Puedo continuar hablando de esto, pero nadie me entendería excepto aquellos que lo han experimentado, y que aquellos que no lo han experimentado que no digan que no es verdad. ¿Cómo lo saben? ¿Cómo puede un hombre dar testimonio de aquello que no ha visto? ¿Cuál es el valor del testimonio de un hombre que comienza por decir: “no sé nada de esto”? Si un testigo con credibilidad declara que sabe que tal cosa ha ocurrido sería fácil encontrar a cincuenta personas que digan que no lo han visto, pero su evidencia no sirve de nada. Aquí tenemos hombres de posición, muy hábiles en los negocios, y capaces de juzgar entre la realidad y la ficción como otros hombres, y te dicen solemnemente que ellos mismos han experimentado un cambio de naturaleza maravilloso, cabal, y completo. Ciertamente si su honesto testimonio podría ser aceptado en cualquier corte de justicia, debe ser aceptado en este caso. Hermanos, oro para que nosotros podamos saber qué es este cambio, y si en verdad lo conocemos, oro también para que vivamos de tal manera que otros puedan ver el resultado de ese cambio en nuestro carácter, y pregunten qué significa.

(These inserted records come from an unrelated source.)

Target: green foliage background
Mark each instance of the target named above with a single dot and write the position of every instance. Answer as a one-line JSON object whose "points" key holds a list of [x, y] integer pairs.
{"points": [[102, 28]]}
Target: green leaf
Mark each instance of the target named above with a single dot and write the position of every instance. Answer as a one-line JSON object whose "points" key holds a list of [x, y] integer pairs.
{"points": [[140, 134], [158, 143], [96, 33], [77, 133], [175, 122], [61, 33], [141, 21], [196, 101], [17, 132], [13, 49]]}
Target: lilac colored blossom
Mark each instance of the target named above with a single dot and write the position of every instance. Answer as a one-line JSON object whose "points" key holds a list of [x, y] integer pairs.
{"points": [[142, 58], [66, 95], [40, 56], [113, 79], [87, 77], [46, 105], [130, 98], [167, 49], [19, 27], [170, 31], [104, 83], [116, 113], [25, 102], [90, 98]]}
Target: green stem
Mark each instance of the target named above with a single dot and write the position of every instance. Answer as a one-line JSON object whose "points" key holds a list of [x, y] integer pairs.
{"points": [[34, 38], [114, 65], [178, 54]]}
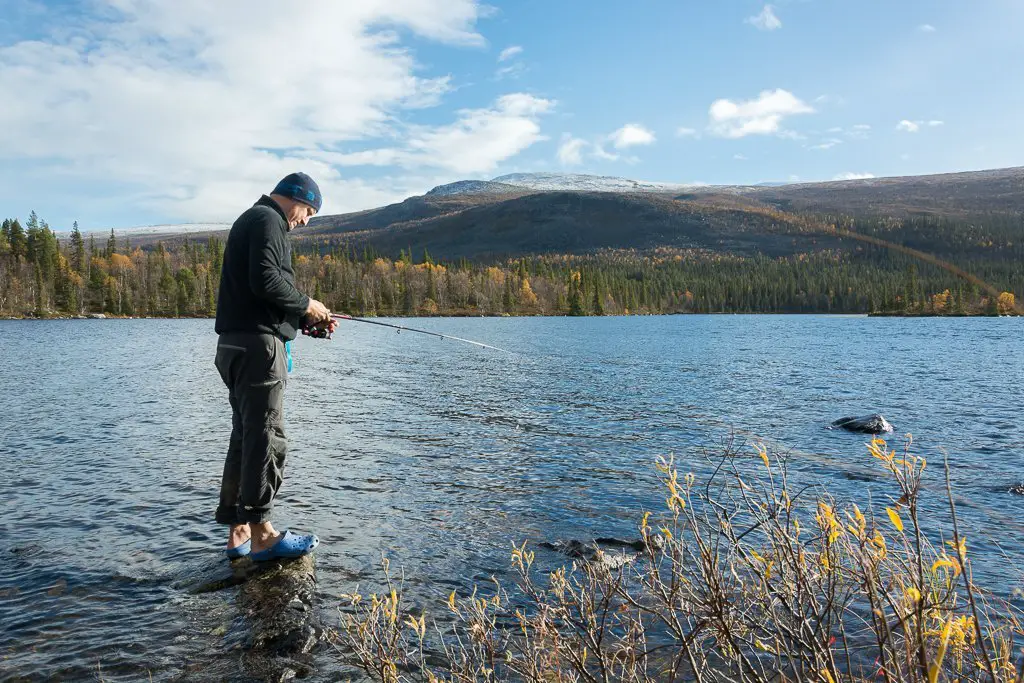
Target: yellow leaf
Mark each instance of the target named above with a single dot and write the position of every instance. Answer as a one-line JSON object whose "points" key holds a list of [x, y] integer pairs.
{"points": [[939, 563], [933, 670], [894, 518]]}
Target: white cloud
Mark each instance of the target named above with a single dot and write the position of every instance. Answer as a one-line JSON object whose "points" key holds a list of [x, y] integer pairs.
{"points": [[907, 126], [513, 71], [630, 135], [190, 108], [510, 52], [827, 144], [766, 20], [755, 117], [570, 151], [476, 142]]}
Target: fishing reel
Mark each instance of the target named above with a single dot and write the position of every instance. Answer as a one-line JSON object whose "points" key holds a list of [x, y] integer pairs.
{"points": [[317, 330]]}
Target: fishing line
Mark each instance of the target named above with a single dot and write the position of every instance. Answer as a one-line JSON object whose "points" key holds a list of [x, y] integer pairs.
{"points": [[401, 328]]}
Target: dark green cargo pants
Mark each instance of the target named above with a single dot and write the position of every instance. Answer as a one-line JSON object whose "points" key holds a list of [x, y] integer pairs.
{"points": [[255, 370]]}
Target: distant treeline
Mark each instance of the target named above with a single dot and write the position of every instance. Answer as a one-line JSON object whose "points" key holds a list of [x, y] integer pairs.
{"points": [[42, 275]]}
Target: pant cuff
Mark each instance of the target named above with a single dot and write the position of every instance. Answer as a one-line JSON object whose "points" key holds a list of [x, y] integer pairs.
{"points": [[227, 515], [253, 515]]}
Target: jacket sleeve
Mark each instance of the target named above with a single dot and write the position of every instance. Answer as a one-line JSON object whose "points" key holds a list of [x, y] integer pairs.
{"points": [[267, 252]]}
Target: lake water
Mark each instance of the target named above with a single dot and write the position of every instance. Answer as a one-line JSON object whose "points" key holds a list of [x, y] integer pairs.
{"points": [[440, 454]]}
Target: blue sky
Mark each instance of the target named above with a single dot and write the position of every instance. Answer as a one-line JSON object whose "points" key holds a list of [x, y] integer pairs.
{"points": [[124, 113]]}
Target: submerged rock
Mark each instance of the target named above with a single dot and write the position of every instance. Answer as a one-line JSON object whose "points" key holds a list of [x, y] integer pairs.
{"points": [[869, 424], [278, 601], [280, 625], [605, 553], [1015, 488]]}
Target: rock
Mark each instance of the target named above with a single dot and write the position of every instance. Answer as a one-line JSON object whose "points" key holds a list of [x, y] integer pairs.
{"points": [[869, 424], [595, 553], [1015, 488], [280, 625], [278, 601]]}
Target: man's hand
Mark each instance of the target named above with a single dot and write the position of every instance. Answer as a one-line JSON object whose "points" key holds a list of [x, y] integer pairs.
{"points": [[317, 312], [322, 330]]}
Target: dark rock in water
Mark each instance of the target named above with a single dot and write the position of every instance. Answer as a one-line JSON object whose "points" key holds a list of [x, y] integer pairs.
{"points": [[1015, 488], [869, 424], [598, 552], [281, 624], [278, 601]]}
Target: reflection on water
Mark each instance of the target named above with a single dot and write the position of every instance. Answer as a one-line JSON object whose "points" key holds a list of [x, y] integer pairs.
{"points": [[440, 454]]}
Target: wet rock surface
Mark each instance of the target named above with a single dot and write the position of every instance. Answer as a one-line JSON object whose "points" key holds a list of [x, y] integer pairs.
{"points": [[276, 625], [603, 553], [868, 424]]}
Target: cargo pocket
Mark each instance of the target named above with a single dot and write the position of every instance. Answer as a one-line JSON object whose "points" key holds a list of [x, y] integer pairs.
{"points": [[227, 360]]}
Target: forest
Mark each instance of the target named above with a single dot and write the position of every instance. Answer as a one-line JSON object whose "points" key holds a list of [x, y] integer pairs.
{"points": [[43, 275]]}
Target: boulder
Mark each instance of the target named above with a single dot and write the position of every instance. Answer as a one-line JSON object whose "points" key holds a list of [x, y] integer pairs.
{"points": [[604, 554], [280, 625], [868, 424]]}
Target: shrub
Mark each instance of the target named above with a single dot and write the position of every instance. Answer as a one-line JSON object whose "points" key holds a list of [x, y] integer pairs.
{"points": [[741, 578]]}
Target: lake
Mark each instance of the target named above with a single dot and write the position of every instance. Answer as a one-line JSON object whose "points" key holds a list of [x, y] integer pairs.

Los fenómenos de conversión son los milagros permanentes de la iglesia. “Las obras que yo hago, él las hará también; y aun mayores hará, porque yo voy al Padre.” Y estas son algunas de las cosas mayores que todavía lleva a cabo el poder del Espíritu Santo. Hoy los muertos son resucitados, los ojos ciegos son abiertos, y los cojos caminan. El milagro espiritual es mayor que el físico. Estos milagros espirituales muestran que Jesús vive y da vida y poder al Evangelio. Menciónenme un ministerio que nunca rescate al borracho, que nunca conduzca a la honestidad al ladrón, que nunca abata al justo con justicia propia y lo haga confesar su pecado; que, en una palabra nunca transforme a sus oyentes; y yo estoy seguro que un ministerio así no es digno del tiempo que los hombres gastan en escucharlo. Ay del hombre que al fin tenga que confesar un ministerio infructífero en conversiones. Si el Evangelio no convierte hombres, no crean en él; pero si en efecto lo hace, se convierte en su propia evidencia y debe ser creído. Puede ser tropezadero para algunos, y para otros, locura, pero para todos aquellos que creen, es poder de Dios para salvación, salvándolos del pecado.
Amados lectores, espero que nos encontremos todos en el cielo; pero para encontrarnos en el cielo, todos debemos ser renovados, pues dentro de aquellas puertas de perla, nadie puede pasar excepto los que son nuevas criaturas en Cristo Jesús nuestro Señor. Que Dios les bendiga, por Cristo Señor nuestro. Amén.[1]
[1] Spurgeon, C. H., & Román, A. (2008). Sermones de Carlos H. Spurgeon. Bellingham, WA: Logos Research Systems, Inc.